Jestem pewien, że Google nie próbuje bezpośrednio współpracować lub wspierać Microsoft. Obaj są śmiertelnymi wrogami. Google wolałaby, aby użytkownicy polegali na urządzeniach mobilnych z systemem Android i komputerach z systemem operacyjnym Chrome, używając przeglądarki Google Chrome do odczytywania tytułów zakupionych w Google Editions.
Wygląda na to, że Google i Microsoft na tej samej stronie w tym temacie, a internetowy magazyn książek Google Editions gra w ręce Microsoftu i rzuca potencjalny klucz małp w wojnę urządzeń eReader.
Tony Bradley jest ekspertem ds. bezpieczeństwa informacji i zunifikowanej komunikacji od ponad dekady Doświadczenia IT. Opublikował tweety jako @PCSecurityNews i udziela wskazówek, porad i opinii na temat bezpieczeństwa informacji i technologii ujednoliconej komunikacji w swojej witrynie pod adresem tonybradley.com.

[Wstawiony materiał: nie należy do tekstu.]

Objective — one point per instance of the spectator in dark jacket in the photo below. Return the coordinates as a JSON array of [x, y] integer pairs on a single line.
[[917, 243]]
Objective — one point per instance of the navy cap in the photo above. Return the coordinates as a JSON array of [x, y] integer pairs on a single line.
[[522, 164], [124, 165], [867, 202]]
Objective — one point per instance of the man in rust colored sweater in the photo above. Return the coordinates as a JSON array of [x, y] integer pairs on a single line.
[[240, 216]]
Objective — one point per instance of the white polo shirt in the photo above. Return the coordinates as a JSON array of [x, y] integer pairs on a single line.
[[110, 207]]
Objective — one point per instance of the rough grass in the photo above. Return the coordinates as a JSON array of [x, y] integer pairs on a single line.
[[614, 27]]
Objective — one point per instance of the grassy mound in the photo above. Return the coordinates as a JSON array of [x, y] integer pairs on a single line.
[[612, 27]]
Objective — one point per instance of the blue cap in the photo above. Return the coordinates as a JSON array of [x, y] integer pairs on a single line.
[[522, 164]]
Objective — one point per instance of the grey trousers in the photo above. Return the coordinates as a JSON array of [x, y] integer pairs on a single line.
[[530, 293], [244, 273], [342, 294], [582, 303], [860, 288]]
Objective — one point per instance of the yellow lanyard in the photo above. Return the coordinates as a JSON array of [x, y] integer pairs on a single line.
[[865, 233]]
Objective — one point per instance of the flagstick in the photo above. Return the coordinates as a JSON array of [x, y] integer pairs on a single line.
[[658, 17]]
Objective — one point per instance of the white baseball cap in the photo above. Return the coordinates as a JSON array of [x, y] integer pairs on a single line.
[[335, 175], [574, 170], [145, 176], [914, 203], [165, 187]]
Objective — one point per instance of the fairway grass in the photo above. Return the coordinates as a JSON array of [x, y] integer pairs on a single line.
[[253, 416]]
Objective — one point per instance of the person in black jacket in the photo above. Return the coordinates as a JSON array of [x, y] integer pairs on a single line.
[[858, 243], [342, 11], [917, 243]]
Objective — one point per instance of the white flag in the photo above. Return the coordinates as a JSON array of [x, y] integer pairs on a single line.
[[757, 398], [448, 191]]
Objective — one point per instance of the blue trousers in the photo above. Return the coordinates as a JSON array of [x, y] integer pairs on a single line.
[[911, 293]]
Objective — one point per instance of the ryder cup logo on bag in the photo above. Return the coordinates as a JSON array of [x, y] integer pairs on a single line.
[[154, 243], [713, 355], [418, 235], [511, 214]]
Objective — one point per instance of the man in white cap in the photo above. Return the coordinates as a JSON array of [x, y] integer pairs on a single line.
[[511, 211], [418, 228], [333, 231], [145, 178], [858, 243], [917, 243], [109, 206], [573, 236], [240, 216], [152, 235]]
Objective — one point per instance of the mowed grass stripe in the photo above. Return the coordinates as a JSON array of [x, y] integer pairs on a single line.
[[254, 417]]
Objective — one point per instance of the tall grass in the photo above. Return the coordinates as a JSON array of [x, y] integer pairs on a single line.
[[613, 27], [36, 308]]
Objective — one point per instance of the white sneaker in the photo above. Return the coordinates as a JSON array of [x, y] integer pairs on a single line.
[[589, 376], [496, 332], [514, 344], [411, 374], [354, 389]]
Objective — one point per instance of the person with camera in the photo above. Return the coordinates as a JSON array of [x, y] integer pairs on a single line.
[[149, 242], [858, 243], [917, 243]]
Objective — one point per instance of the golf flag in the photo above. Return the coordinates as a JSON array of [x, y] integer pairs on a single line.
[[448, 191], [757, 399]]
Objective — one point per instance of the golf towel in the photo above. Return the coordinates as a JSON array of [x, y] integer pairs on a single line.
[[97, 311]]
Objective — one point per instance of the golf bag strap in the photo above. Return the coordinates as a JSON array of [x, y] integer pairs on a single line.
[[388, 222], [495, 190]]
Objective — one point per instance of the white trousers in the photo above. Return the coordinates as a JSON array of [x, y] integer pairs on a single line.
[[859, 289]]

W trasie - kalkulatory kosztów paliwa, zestawy słuchawkowe telefoniczne
Jest lato, a Steve Bass podróżuje po głowie: statystyki benzyny, Prawo telefonu komórkowego Kalifornii i marna taktyka marketingowa.
Nook eReader żądanie opóźnienia wysyłki
Barnes and Noble ogłosił, że zapotrzebowanie przekroczy produkcję dla nowego czytnika Nook eReader, a przesyłki będą opóźnione. Na rynku eReaderów pojawiło się dużo nowych graczy, ale Nook to największe zagrożenie dla Kindle Amazona.
Paliwa TV
Nieprawidłowa aplikacja, która nie spełnia określonych funkcji: Wszystko, co robi, robi bardzo słabo.